"Nancy Kress - Unto the Daughters" - читать интересную книгу автора (Kress Nancy)

it to keep knowledge to yourself when you could just as well share it?"
"I don't need knowledge," Eve says airily. "What do I need knowledge for? And anyway, that's not
a new reason. You've said that before."
"A tree, Eve. A fucking tree. To invest knowledge in. Doesn't that strike you as just a teeny bit
warped? Mathematics in xylem, morality in fruit pulp? Astronomy rotting on the ground every time an
apple falls. Don't you wonder what kind of a mind would do that?"
She only stares at me blankly. Oh, she's dumb. I mean!
I shout, in the temper of perfect despair, "Without knowledge, nothing will change!"
"Are you here again?" Adam says. I hadn't heard him climb over the rock behind us. He has a very
quiet footstep for someone whose toenails have never ever been cut. Also a quiet, penetrating voice. Eve
jumps up as if she's been shot.
"I thought I told you not to talk to this ... thing ever again," Adam says. 'Didn't I tell you that?"
Eve hangs her pretty head. "Yes, Adam. You did. I forgot."
He looks at her and his face softens. That blooming skin, those sweet lips. Her hair falls forward,
lustrous as night. I don't think my despair can go any deeper, but it does. She is so pretty. He will always
forgive her. And she will always forget everything he says two minutes after he says it.
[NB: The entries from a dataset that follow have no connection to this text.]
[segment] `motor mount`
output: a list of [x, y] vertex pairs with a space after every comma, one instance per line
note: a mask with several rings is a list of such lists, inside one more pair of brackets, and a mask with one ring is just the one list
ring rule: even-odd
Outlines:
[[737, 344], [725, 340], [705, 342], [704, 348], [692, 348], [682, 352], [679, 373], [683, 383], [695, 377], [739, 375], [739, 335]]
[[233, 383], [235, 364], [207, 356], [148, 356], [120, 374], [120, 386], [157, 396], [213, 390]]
"Be gone! You don't belong here!" Adam shouts, and throws a rock at me. It hits just behind my
head. It hurts like hell. One of the lion cubs happily fetches it back, wagging a golden tail. The other one
is still wearing the lopsided crown of flowers.
As I slither away, half blind with pain, Eve calls after me. "I don't want anything to change! I really
don't!"
The hell with her.
****
"Just listen," I say. "Just put your entire tiny mind on one thing for once and listen to me."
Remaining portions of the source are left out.